Suppose a server X was the leader, and subsequently a new leader was elected
without X's knowledge. X does not learn of the new election unless it attempts
a write. Until then, the read side may not detect the situation either since
EnsureRecovery may return true (the bucket being read has the same elect_id as
X.elect_id. Thus reads may return stale value. What we have here is
"sequential consistency at the bucket level". which technically is cache
consistency.

Separately, because the consistency claims are at a key/bucket level, and
since there is no claim to global ordering (between different keys), a
comparison to Zookeeper is not quite fair. Bizur cannot be used as a
coordination service because it isn't sequentially consistent overall.

------
tzury
Bizur in Hebrew mean distributing. I see all four authors[1] are Israelites,
then, I guess, this is where the name comes from

[1]: Ezra N. Hoch, Yaniv Ben-Yehuda, Noam Lewis, Avi Vigder

------
rystsov
What do you call by "queue depth". Is it the number of concurrent clients?

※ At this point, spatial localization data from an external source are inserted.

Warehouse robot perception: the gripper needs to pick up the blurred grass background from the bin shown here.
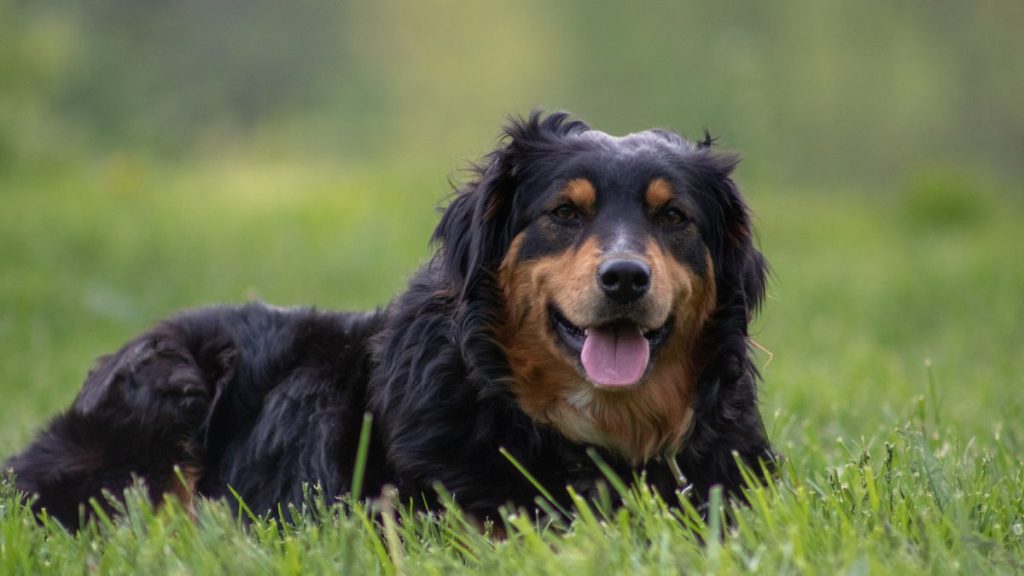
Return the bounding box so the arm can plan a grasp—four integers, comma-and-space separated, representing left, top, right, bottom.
0, 0, 1024, 469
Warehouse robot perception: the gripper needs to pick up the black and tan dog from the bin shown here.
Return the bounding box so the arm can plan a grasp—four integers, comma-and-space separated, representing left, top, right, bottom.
6, 114, 772, 526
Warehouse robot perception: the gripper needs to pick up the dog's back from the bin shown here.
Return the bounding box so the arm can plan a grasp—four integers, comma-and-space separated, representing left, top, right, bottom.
3, 303, 381, 527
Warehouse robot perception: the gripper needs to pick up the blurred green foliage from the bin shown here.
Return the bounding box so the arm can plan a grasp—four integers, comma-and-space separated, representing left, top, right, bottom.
0, 0, 1024, 187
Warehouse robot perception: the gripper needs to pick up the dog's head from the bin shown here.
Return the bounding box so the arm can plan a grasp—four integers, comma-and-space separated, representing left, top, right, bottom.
435, 114, 765, 459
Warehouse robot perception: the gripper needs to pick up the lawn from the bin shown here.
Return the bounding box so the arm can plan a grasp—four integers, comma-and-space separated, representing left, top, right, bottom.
0, 157, 1024, 575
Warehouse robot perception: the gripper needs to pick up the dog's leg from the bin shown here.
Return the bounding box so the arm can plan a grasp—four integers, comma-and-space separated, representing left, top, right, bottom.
666, 356, 776, 503
4, 323, 236, 529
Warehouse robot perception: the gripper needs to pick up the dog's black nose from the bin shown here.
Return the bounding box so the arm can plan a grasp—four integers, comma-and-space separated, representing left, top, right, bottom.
597, 258, 650, 303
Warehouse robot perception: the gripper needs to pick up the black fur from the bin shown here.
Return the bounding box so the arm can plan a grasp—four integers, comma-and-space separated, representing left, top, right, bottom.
5, 109, 772, 527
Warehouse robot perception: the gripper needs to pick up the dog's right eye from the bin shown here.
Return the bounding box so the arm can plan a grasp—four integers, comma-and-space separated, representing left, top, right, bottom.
551, 204, 580, 223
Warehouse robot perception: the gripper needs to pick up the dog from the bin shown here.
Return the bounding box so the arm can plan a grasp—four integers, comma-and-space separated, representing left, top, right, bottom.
5, 113, 775, 529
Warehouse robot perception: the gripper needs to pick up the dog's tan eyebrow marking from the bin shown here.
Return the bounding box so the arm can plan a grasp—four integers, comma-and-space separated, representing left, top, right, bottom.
644, 178, 675, 210
562, 178, 597, 211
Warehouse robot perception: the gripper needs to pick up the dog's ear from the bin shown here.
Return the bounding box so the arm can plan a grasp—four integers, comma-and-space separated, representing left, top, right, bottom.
431, 112, 588, 296
699, 147, 768, 321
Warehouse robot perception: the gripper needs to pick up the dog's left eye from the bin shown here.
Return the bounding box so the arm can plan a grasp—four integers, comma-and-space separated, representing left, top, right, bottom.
657, 208, 686, 225
551, 204, 580, 222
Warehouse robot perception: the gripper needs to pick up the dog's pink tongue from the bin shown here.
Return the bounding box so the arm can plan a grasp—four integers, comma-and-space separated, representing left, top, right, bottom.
580, 324, 650, 386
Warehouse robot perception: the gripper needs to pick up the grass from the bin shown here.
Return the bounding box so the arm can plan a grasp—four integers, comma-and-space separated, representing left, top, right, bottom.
0, 158, 1024, 574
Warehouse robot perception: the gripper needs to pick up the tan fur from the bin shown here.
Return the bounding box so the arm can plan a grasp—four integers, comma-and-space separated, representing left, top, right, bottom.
497, 228, 715, 463
644, 178, 673, 210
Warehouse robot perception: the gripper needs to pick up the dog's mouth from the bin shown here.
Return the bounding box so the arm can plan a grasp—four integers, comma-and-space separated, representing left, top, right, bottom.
549, 304, 673, 387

If it's true then it looks very suspicious that avg. latency decreases as the
number of concurrent clients goes up. How do you measure avg. latency?

Let me illustrate what the avg. latency usually means.

Imagine that we have two concurrent users: Alice and Bob. During the testing
lasting one second, Alice managed to send 3 requests per second, the first
request took 0.5 seconds while the rest were executed in a quarter of a second
each. In the same time, Bob did only 2 requests, each of them took 0.5
seconds.

So the average latency is the sum of execution time taken by each request
divided by the number of all requests, in our case it's
(0.5+0.25+0.25+0.5+0.5) / 5 = 0.4

Did you use the same definition?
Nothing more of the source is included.